世界を股にかけ、幅広いメディアで活躍中の高城剛さん。最近ではノマド的生活をしていることでも注目を集め、その経験を書いた本も出版されています。そして、ベストセラー作家として多くの小説やコラムを発表し続けている石田衣良さん。近いようで遠い世界にいるお二人が、自身の視点で日本の出版業界の先行きについて語り尽くしたスペシャルトークのPart2です。お二人の有料メルマガをご購読いただいている読者限定で公開している対談を、特別に一部だけお見せします。かつて出版業界と同じ局面を迎えていた洋服業界は生き残りを賭けてどのような手段をとったのか? そして高城剛さんの考える打開策とは…?

特別対談Part1 高城剛×石田衣良「これからの出版はライブと同じ」

出版のカタストロフィは近いうちに必ずおとずれる

高城:まず、僕は新参者の作家です。だから、既存の出版業界から嫌われようが他にはできない新しい挑戦をもっとしたいし、同時にデジタル化とは逆の方向にも力を入れたいと思っているだけなんです。

石田:正直言って出版の世界は、本に代わる新しい柱が作れないという話で、みんな思考が止まるんですよね。「作家はライブとかないし、大変だよね」というところで、みんなが止まって、何も動かないのが現実なので。でも、昔はありましたよね。文藝春秋の「文化講演会」みたいに作家を何人か呼んで、日本中を巡るんですよ。で「今、東京では、何があるんだ」ということを話していたんですが、それかもしれないなぁ。

高城:ただ、渋谷公会堂の時も、大きい出版社に話を持って行ったら「何か事故が起こったらどうするんだ」って言われて。講演会で事故は起きないって(笑)。

石田:刺されない限りね(笑)。そこら辺に関しては、今の出版業界の頭の硬さというか、動きの悪さもありますよね。必ずネガティブなことを言って、前例がないと言って潰そうとするんだよね。

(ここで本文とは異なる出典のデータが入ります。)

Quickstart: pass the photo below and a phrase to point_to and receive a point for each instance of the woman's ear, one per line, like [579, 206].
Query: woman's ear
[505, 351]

高城経営陣の問題のような気が、僕はしますけどね。よく「電子書籍の話を聞かせてくれ」と言われて、大きい出版社に行くと、はじめは電子書籍の担当部長が出てきて、その後は担当役員、担当常務と、どんどん位が上がって行くんですよ。それで最後に社長にお会いすると「何だ、あなたの決断の問題じゃん」というところに行き着きます。経営が新しいことをジャッジメントできない。

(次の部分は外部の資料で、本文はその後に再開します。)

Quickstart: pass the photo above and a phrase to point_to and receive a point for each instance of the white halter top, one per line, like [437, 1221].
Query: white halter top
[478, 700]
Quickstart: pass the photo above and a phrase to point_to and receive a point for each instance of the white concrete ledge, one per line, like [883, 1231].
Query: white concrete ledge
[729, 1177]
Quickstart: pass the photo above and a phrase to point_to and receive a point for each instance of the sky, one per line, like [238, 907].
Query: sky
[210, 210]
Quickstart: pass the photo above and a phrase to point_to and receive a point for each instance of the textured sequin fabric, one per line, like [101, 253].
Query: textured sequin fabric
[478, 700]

石田:これまで本は、基本的に刷って問屋に卸せば、あとは何もしなくても売れていたんですよね。それで「何もしないのはいいことだ」って、頭に染み付いているんですよ。思考役人と一緒で、実際には動けないんです。だから、たぶん別の人間が決定できるポジションに来るか、この状態が持ちこたえられないくらいのカタストロフィが来るまでは、何も変わらない気がしますよ。

高城:カタストロフィは、遠くないうちに間違いなく来ますよ。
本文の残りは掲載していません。